A imagem composta espacial (ou imagem multifeixe) refere-se ao direcionamento eletrônico de feixes de ultrassom de um transdutor de matriz para gerar imagens do mesmo tecido várias vezes usando feixes paralelos orientados em diferentes direções [10]. Os ecos dessas diferentes direções são então calculados juntos (compostos) em uma única imagem composta. O uso de múltiplos feixes resulta em uma média de manchas, tornando a imagem menos “granulada” e aumentando a resolução lateral. Imagens compostas espaciais geralmente mostram níveis reduzidos de “ruído” e “confusão”, bem como melhor contraste e definição de margem. Como vários feixes de ultrassom são usados ​​para interrogar a mesma região de tecido, é necessário mais tempo para a aquisição de dados e a taxa de quadros de imagens compostas geralmente é reduzida em comparação com a imagem em modo B convencional.

 

6. CONCLUSÃO

US é relativamente barato, portátil, seguro e em tempo real na natureza.

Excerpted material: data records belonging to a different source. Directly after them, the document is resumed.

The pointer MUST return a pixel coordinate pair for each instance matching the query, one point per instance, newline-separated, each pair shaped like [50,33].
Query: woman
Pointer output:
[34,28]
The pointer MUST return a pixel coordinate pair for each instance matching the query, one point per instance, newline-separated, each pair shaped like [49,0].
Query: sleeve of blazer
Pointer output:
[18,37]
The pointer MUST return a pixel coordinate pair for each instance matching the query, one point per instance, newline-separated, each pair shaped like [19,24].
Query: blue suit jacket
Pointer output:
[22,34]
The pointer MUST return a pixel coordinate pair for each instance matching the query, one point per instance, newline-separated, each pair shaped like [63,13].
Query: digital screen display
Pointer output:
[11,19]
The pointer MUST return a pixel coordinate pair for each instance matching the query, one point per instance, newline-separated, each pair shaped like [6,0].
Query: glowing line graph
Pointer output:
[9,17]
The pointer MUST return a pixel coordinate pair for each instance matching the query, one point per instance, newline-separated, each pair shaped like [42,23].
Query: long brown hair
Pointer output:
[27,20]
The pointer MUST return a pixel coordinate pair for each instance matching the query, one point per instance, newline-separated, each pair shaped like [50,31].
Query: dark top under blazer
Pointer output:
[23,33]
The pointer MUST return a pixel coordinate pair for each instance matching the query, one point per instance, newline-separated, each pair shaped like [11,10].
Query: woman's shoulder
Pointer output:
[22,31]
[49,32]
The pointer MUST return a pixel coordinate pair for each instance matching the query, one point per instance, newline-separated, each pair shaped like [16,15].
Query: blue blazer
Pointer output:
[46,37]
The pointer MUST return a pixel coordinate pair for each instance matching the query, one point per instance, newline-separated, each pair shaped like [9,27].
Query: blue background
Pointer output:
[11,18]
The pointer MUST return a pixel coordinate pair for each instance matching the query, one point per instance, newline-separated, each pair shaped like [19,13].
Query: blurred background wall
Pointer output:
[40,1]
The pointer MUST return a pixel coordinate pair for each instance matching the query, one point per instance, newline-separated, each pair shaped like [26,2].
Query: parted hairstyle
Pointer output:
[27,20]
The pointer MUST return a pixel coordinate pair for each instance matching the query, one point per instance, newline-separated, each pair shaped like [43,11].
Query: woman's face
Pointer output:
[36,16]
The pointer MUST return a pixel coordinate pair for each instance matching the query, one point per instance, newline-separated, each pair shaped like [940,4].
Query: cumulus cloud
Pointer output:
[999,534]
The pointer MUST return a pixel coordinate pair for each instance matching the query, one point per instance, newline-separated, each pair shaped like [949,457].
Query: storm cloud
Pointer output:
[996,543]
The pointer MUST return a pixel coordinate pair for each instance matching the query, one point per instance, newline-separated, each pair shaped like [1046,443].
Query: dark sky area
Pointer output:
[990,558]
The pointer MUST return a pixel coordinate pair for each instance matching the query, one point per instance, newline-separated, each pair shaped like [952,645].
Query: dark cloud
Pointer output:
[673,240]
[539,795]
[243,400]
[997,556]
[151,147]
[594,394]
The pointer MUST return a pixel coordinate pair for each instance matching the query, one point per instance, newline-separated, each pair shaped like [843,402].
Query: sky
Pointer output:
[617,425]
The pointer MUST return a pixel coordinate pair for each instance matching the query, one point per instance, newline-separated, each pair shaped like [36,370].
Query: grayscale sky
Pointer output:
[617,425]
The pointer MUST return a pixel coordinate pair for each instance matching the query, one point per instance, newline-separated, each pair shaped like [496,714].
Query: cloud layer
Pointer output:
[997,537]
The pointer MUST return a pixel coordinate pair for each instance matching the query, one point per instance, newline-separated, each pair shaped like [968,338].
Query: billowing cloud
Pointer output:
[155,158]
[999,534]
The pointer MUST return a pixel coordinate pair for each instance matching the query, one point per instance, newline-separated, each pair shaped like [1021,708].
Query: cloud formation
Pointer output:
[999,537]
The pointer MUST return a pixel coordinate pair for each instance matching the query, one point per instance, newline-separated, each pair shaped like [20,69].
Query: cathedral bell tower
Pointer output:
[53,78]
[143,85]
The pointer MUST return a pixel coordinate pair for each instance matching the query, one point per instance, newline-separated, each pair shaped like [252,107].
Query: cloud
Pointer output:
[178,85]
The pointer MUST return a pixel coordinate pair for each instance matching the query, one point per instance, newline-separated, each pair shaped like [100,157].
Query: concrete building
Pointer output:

Essas características e melhorias contínuas na qualidade e resolução da imagem expandiram o uso da US para muitas áreas da medicina, além das aplicações tradicionais de diagnóstico por imagem. Em particular, seu uso para auxiliar ou orientar procedimentos intervencionistas está crescendo. Procedimentos de anestesia regional e analgésicos são algumas das áreas de crescimento atual. O equipamento moderno dos EUA é baseado em muitos dos mesmos princípios fundamentais empregados nos dispositivos iniciais usados ​​há mais de 50 anos. A compreensão desses princípios físicos básicos pode ajudar o anestesiologista e o especialista em dor a entender melhor essa nova ferramenta e a usá-la em todo o seu potencial.